Golembiewska Edyta, Ciechanowski Kazimierz
Department of Nephrology, Transplantology and Internal Medicine, Pomeranian Medical University, Szczecin, Poland.
Acta Biochim Pol. 2012;59(2):213-7. Epub 2012 Jun 11.
Renal tubular acidosis (RTA) is a hyperchloremic metabolic acidosis characterized by a normal anion gap and normal (or near normal) glomerular filtration rate in the absence of diarrhoea. Inherited isolated forms of renal tubular acidosis are not common. However, they can also be a part of a more generalized tubule defect, like in Fanconi syndrome. In recent years more and more gene mutations have been found which are associated with RTA (mutations in the gene SLC4A4, encoding a Na(+)-HCO(3)(-) cotransporter (NBC-1); in the gene SLC4A1, encoding Cl(-)/HCO3(-) exchanger (AE1); in the gene ATP6B1, encoding B1 subunit of H(+)-ATPase; in the gene CA2 encoding carbonic anhydrase II; and others) and allow better understanding of underlying processes of bicarbonate and H(+) transport. Isolated renal tubular acidosis can be frequently acquired due to use of certain drug groups, autoimmune disease or kidney transplantation. As the prevalence of acquired forms of RTA is common, new therapeutic options for the currently used supplementation of oral alkali, are awaited.

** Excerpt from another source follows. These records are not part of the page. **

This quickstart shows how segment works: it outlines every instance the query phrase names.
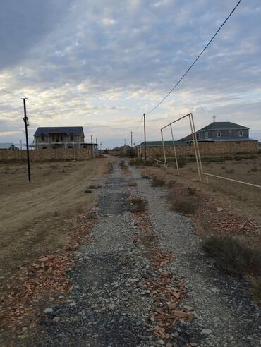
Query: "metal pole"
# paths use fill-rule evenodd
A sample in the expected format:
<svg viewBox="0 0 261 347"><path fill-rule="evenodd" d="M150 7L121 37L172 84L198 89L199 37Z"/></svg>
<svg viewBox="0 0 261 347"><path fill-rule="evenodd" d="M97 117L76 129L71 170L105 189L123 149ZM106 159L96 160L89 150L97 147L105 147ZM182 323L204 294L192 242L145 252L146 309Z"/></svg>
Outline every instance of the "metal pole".
<svg viewBox="0 0 261 347"><path fill-rule="evenodd" d="M167 169L168 168L168 166L167 166L167 164L166 164L165 146L164 146L164 140L163 140L162 129L160 130L160 132L162 133L162 147L163 147L163 154L164 156L165 167L166 167L166 169Z"/></svg>
<svg viewBox="0 0 261 347"><path fill-rule="evenodd" d="M198 177L199 177L200 181L201 182L201 181L202 181L202 179L201 179L201 172L200 172L200 164L199 164L199 160L198 160L198 157L197 147L196 147L195 140L195 135L197 136L197 135L195 135L194 133L194 130L193 130L193 125L192 125L192 121L191 121L191 114L188 114L188 118L189 118L190 123L190 130L191 130L191 134L192 134L192 140L193 140L193 146L194 146L194 150L195 150L195 157L196 158L196 162L197 162L197 166L198 166Z"/></svg>
<svg viewBox="0 0 261 347"><path fill-rule="evenodd" d="M22 100L23 101L23 112L24 112L24 117L23 117L23 121L25 122L25 138L26 138L26 152L27 152L27 157L28 157L28 181L31 181L31 171L30 169L30 157L29 157L29 145L28 145L28 126L29 126L29 121L28 118L26 116L26 104L25 104L25 100L26 97L22 97Z"/></svg>
<svg viewBox="0 0 261 347"><path fill-rule="evenodd" d="M147 160L147 147L146 147L146 115L143 114L144 118L144 154L145 160Z"/></svg>
<svg viewBox="0 0 261 347"><path fill-rule="evenodd" d="M174 142L174 138L173 136L173 130L172 130L172 124L171 124L171 136L172 136L172 142L173 142L173 147L174 148L174 154L175 154L175 160L176 160L176 166L177 167L177 172L178 175L179 175L179 169L178 169L178 158L177 158L177 154L176 152L176 147L175 147L175 142Z"/></svg>
<svg viewBox="0 0 261 347"><path fill-rule="evenodd" d="M90 136L90 142L92 144L92 159L93 159L93 145L92 145L92 135Z"/></svg>

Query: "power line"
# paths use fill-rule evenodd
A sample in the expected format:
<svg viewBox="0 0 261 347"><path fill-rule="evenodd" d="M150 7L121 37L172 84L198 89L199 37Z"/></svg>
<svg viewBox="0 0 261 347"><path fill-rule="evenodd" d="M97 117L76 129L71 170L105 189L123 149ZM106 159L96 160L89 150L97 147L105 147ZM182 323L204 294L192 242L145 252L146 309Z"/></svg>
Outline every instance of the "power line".
<svg viewBox="0 0 261 347"><path fill-rule="evenodd" d="M237 3L237 4L235 6L235 7L233 8L231 12L229 13L229 15L226 17L226 20L223 22L219 28L219 29L216 31L215 34L212 36L212 39L210 41L209 41L208 44L205 47L205 48L201 51L200 54L197 56L197 58L195 59L193 63L190 65L190 66L188 68L188 70L185 72L185 73L183 75L181 78L178 80L178 81L176 83L176 85L173 87L173 88L171 89L171 90L168 92L166 95L157 104L156 106L154 106L151 110L150 110L148 112L147 112L146 114L149 114L151 112L152 112L154 110L155 110L159 106L162 104L162 102L166 100L166 99L169 97L170 94L174 90L174 89L179 85L179 83L181 82L181 80L184 78L184 77L187 75L188 71L193 68L193 66L196 63L196 62L198 61L198 59L200 58L202 54L204 53L204 51L207 49L207 48L210 46L211 42L213 41L213 39L215 38L215 37L217 35L217 34L219 32L222 27L226 24L227 20L229 19L229 18L232 16L233 13L236 11L236 8L238 7L239 4L241 2L242 0L239 0L239 1Z"/></svg>

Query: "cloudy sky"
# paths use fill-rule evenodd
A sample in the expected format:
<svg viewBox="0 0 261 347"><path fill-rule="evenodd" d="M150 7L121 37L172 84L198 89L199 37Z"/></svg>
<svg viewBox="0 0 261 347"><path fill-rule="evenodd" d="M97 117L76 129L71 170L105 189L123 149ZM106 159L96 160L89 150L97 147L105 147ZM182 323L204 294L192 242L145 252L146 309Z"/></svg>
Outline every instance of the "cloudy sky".
<svg viewBox="0 0 261 347"><path fill-rule="evenodd" d="M144 112L173 87L238 0L1 0L0 142L38 126L83 126L102 147L142 140ZM193 112L261 140L261 4L243 0L179 85L147 116L147 140ZM176 138L189 133L184 121ZM169 134L166 133L166 136Z"/></svg>

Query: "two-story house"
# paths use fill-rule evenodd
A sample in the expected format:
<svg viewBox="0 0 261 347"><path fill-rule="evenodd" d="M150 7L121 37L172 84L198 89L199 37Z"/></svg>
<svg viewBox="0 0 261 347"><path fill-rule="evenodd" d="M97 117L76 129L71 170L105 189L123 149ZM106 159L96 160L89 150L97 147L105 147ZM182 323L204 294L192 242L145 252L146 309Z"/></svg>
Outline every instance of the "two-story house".
<svg viewBox="0 0 261 347"><path fill-rule="evenodd" d="M35 135L35 148L73 148L85 145L82 126L40 127Z"/></svg>
<svg viewBox="0 0 261 347"><path fill-rule="evenodd" d="M249 138L249 128L231 122L213 122L196 132L198 141L245 141ZM192 135L181 139L192 141Z"/></svg>

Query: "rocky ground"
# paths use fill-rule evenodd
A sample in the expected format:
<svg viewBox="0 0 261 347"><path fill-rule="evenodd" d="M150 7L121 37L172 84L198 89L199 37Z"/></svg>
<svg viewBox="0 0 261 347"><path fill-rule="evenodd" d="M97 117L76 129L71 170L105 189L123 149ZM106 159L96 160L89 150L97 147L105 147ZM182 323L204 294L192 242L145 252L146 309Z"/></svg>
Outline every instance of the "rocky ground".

肾小管酸中毒(RTA)是一种高氯性代谢性酸中毒,其特征为阴离子间隙正常,在无腹泻情况下肾小球滤过率正常(或接近正常)。遗传性孤立性肾小管酸中毒并不常见。然而,它们也可能是更广泛的肾小管缺陷的一部分,如范科尼综合征。近年来,已发现越来越多与RTA相关的基因突变(编码钠-碳酸氢根共转运体(NBC-1)的SLC4A4基因;编码氯/碳酸氢根交换体(AE1)的SLC4A1基因;编码H⁺-ATP酶B1亚基的ATP6B1基因;编码碳酸酐酶II的CA2基因等),这有助于更好地理解碳酸氢根和H⁺转运的潜在过程。孤立性肾小管酸中毒常因使用某些药物、自身免疫性疾病或肾移植而获得。由于获得性RTA的患病率较高,人们期待着针对目前口服碱补充疗法的新治疗选择。